Modest job gains are expected for the month of April as growth slows from what seemed to be a rapid spurt early in the first quarter.

The U.S. Bureau of Labor Statistics will release the monthly jobs report tomorrow morning. Disappointing figures in March, after three previous months of significant gains, have had a sobering effect, though no one anticipates things getting worse.

“There’s no policy or external change right now that’s hitting our economy that’s going to take it one direction or another,” said John Silvia, chief economist for Wells Fargo.

The overall expectation for non-farm payroll gains is a little over 160,000 jobs, which would be continued positive, but slow, growth. This is a particularly sharp drop compared to the 200,000 jobs gained in the three months preceding March. The private sector only picked up 120,000 jobs at the end of the first quarter.

But with two percent growth in the U.S. gross domestic product and positive increases in other areas like consumer spending and small business owner optimism, there’s a sense of certainty that that things won’t grind to a halt despite continued global economic upheaval.

“Europe has a small negative impact in terms of our trade. The Chinese slowed down but two to 2.5 percent seems to be what we’re doing and I think we’re just moving along,” Silvia said.

The unseasonably warm winter coupled with what some economists are calling the “seasonal adjustment problem” are just two factors that may have contributed to the huge gains earlier in the year.

Consumers flocked to car lots during that time when the cold would have kept them at home otherwise. Construction, which normally tapers off in winter, picked up giving manufacturing a boost.

And there is also debate about whether the seasonally adjusted monthly unemployment rates, currently at 8.2 percent, are accurate. Some question the government model used to generate the rate saying that it may be skewed as a result of the below average employment rates at the height of the recession.

Whatever the factors contributing to the sharp increase in jobs early in the year, cautious optimism reigns. The Federal Reserve Board of Governors issued a statement highlighting factors that contribute to the continued growth, but also pointed out weak spots.

“Labor market conditions have improved in recent months; the unemployment rate has declined but remains elevated. Household spending and business fixed investment have continued to advance,”the board said in its statement.

And still others remain unconvinced that the economy has stabilized. Stephanie Luce, an associate professor of labor studies at the City University of New York Murphy Institute, doesn’t expect even modest gains.

“Despite some indicators of a recovering economy, the impact for jobs and wages continues to lag far behind what is needed to have full recovery from the last few years,” Luce said.

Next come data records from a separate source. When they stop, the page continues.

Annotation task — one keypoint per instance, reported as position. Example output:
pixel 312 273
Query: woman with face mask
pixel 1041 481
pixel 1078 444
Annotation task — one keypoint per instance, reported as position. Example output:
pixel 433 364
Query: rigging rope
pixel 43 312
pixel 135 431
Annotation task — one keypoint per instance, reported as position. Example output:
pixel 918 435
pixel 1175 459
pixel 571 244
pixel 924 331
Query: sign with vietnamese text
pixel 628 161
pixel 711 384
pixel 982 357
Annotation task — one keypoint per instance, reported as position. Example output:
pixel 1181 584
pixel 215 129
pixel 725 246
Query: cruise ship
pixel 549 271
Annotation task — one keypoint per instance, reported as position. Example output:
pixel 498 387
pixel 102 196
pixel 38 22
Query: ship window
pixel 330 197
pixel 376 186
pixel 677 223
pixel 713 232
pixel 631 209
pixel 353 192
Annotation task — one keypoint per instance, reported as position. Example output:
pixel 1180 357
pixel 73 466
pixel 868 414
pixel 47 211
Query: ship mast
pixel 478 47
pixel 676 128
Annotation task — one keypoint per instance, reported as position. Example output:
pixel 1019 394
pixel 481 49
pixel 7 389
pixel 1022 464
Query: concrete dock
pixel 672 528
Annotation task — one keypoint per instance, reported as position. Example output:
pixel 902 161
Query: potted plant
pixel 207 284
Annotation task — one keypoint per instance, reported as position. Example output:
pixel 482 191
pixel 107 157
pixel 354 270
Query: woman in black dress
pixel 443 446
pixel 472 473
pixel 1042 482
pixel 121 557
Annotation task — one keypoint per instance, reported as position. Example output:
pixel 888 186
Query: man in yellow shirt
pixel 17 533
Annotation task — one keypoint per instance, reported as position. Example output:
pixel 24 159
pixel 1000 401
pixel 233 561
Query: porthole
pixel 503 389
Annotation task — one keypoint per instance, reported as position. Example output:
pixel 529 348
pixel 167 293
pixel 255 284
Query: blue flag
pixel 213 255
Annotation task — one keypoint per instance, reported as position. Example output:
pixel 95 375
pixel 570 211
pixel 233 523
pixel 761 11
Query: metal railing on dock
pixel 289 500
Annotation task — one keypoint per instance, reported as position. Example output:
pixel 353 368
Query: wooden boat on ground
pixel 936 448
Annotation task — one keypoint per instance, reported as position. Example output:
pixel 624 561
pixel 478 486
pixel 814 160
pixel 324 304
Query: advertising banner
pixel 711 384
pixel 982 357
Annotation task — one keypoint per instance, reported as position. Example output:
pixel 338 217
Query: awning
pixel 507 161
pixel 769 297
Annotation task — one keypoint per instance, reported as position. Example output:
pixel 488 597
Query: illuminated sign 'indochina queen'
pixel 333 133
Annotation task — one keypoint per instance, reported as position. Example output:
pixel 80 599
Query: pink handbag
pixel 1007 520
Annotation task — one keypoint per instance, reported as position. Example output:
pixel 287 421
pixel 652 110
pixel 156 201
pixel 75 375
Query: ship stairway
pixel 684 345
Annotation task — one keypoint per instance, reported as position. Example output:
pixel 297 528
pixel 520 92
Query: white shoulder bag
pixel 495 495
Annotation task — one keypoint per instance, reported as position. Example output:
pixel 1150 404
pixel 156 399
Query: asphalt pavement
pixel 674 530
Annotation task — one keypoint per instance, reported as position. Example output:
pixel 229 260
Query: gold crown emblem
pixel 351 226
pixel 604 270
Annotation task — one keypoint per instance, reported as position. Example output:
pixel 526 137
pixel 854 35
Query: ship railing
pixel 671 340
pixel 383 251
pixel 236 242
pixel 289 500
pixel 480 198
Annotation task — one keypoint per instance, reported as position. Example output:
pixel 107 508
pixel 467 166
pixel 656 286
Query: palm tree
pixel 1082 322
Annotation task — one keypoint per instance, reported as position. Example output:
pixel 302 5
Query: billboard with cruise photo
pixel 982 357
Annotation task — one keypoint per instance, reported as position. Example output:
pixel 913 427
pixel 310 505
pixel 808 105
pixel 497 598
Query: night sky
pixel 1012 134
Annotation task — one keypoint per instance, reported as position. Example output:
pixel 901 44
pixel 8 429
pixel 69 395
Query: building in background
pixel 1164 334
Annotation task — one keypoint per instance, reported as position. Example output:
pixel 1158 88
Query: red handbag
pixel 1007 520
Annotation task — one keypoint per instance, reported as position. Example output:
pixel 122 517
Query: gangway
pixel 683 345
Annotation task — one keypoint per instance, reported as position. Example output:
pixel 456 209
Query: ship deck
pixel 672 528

She said that the growth in low-wage sectors like retail have curtailed consumer demand, hurting overall economic expansion. Low-wages may be also impacting labor force participation rates.

“As wages remain low, with a federal minimum wage of $7.25 an hour, for many people, the cost of work equals or exceeds potential income from a job, particularly if they have children and would need child care,” Luce said. “This makes it very difficult to take a job if you have child care, elder care, or other responsibilities that would make it costly to work.”

But Silvia of Wells Fargo said he thinks the decline in labor force participation rates has bottomed out.

“Consumer confidence on the job front has improved and months of good job news suggests folks will now start looking for jobs and not shy away,” Silvia said.

The number of of discouraged workers shrank by 14 percent from February to March, which may have also contributed to the modest drop in the unemployment rate as more people resumed looking for jobs.